In mammals, the canonical somatic DNA methylation landscape is established upon specification of the embryo proper and subsequently disrupted within many cancer types1,2,3,4. However, the underlying mechanisms that direct this genome-scale transformation remain elusive, with no clear model for its systematic acquisition or potential developmental utility5,6. Here, we analysed global remethylation from the mouse preimplantation embryo into the early epiblast and extraembryonic ectoderm.
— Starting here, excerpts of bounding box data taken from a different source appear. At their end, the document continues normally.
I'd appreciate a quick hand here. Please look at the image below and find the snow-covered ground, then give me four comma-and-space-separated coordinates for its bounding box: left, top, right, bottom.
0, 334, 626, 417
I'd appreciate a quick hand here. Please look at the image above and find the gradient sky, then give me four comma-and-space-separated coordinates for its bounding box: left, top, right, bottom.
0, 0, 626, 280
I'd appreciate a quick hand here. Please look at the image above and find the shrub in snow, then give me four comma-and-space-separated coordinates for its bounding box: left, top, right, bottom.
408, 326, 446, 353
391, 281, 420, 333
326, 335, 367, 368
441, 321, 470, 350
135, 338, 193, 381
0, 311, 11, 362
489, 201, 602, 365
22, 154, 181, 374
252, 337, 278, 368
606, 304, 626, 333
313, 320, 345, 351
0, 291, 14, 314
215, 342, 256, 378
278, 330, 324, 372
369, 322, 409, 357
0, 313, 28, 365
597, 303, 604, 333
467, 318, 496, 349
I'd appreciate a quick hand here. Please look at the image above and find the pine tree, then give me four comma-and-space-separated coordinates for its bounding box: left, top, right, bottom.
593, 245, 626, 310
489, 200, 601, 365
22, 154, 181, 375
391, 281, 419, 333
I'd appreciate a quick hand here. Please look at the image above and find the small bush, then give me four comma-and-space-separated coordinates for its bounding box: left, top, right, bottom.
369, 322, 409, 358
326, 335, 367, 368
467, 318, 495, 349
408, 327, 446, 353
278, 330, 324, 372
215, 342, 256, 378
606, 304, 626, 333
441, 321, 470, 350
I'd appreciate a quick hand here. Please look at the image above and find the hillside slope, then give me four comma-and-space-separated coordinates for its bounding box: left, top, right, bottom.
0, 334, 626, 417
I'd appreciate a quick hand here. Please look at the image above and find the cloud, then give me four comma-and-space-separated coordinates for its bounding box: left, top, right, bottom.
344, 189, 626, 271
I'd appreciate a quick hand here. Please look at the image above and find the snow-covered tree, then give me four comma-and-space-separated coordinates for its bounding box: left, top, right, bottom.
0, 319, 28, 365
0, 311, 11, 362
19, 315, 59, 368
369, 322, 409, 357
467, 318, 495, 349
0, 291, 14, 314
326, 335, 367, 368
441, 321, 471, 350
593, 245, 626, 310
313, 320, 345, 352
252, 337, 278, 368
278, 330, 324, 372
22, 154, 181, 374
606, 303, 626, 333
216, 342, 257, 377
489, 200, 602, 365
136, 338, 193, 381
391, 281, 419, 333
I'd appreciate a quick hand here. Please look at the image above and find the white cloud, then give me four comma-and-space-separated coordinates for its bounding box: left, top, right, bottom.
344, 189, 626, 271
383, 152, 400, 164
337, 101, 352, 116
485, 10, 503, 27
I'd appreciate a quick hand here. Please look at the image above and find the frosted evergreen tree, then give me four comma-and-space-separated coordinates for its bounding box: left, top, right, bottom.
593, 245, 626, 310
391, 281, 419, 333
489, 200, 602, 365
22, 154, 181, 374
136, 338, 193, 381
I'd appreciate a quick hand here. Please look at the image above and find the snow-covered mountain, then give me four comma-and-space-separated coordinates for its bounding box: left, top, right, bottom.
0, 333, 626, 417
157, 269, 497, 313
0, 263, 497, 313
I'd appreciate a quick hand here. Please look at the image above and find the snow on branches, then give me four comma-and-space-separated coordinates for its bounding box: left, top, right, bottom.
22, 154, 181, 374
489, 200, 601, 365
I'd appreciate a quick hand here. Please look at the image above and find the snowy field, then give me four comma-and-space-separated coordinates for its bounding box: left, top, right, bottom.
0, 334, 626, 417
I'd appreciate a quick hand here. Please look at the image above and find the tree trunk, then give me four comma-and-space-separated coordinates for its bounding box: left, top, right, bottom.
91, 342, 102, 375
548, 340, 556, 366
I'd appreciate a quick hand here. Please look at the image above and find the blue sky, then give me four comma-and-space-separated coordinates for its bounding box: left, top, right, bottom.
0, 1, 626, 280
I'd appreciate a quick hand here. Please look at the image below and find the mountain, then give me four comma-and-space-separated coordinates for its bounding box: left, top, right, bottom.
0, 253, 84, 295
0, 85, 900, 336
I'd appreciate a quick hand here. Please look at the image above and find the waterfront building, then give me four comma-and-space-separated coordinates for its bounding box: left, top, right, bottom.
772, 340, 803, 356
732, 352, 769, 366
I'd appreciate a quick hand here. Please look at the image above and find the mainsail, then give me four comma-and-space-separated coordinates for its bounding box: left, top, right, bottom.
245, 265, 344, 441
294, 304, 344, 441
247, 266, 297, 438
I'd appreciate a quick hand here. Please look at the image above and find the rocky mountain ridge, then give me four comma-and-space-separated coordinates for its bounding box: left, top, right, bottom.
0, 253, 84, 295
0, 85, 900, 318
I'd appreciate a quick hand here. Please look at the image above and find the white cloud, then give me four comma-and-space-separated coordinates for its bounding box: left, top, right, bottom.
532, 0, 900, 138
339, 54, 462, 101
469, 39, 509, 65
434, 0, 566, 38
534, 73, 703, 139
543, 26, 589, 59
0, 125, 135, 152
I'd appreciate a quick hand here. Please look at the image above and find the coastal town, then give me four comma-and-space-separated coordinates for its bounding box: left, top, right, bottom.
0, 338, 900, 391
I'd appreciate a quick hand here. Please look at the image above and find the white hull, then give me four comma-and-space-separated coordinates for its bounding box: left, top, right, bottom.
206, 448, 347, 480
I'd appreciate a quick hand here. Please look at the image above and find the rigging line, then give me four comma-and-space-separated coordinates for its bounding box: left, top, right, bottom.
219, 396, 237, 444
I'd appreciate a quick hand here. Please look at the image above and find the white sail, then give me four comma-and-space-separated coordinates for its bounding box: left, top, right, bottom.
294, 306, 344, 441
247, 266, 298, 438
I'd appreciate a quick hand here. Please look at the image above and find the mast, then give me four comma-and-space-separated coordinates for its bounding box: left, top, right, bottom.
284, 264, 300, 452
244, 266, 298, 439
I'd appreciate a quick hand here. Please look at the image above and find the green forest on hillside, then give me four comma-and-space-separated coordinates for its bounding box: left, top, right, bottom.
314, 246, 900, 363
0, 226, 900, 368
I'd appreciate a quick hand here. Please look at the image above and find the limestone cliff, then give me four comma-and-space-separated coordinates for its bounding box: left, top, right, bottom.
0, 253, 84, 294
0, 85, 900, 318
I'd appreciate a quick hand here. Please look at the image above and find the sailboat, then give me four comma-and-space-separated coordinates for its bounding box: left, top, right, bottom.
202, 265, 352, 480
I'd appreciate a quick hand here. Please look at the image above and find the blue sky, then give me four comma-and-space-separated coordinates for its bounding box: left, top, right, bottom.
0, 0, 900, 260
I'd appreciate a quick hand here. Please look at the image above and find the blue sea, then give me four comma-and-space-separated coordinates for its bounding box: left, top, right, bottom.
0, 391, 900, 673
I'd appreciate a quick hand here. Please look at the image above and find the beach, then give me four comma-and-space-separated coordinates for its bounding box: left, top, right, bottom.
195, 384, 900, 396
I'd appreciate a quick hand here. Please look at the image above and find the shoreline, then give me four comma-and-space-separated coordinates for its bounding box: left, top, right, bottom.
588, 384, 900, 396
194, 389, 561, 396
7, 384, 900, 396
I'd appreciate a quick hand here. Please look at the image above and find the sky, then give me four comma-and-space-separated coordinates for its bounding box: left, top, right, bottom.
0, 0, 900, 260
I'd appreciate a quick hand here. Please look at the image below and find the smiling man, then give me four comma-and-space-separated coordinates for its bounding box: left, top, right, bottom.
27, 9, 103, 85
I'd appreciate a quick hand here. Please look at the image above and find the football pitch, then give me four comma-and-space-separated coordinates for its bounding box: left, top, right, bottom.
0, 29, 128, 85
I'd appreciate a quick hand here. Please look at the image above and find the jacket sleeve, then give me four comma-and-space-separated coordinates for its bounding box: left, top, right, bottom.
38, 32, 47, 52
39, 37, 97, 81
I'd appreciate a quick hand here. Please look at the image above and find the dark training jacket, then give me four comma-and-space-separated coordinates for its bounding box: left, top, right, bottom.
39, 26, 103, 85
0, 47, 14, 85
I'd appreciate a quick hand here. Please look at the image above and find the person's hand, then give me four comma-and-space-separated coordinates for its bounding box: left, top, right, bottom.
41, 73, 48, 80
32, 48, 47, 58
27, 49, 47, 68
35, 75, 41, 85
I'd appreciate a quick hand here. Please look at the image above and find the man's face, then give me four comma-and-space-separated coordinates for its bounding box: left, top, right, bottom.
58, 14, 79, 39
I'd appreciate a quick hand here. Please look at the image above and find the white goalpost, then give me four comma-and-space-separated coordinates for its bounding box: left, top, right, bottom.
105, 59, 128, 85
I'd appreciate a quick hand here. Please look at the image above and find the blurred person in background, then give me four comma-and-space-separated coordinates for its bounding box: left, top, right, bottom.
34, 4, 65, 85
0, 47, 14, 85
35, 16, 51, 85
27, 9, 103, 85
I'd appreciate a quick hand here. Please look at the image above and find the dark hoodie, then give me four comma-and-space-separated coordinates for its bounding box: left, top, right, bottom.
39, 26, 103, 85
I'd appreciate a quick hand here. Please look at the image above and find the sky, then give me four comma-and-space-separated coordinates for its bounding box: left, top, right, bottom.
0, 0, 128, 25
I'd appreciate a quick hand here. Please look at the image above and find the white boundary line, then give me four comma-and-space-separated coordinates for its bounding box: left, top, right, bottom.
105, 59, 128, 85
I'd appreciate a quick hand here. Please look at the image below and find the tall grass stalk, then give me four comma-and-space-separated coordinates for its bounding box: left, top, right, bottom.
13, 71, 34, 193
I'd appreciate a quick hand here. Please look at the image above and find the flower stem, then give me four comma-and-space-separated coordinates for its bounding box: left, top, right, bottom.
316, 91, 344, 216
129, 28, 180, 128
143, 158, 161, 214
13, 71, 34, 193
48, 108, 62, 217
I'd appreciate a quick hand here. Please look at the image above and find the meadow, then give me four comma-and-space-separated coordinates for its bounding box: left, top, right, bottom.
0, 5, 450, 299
We show that these two states acquire highly divergent genomic distributions with substantial disruption of bimodal, CpG density-dependent methylation in the placental progenitor7,8. The extraembryonic epigenome includes specific de novo methylation at hundreds of embryonically protected CpG island promoters, particularly those that are associated with key developmental regulators and are orthologously methylated across most human cancer types9. Our data suggest that the evolutionary innovation of extraembryonic tissues may have required co-option of DNA methylation-based suppression as an alternative to regulation by Polycomb-group proteins, which coordinate embryonic germ-layer formation in response to extraembryonic cues10. Moreover, we establish that this decision is made deterministically, downstream of promiscuously used—and frequently oncogenic—signalling pathways, via a novel combination of epigenetic cofactors. Methylation of developmental gene promoters during tumorigenesis may therefore reflect the misappropriation of an innate trajectory and the spontaneous reacquisition of a latent, developmentally encoded epigenetic landscape.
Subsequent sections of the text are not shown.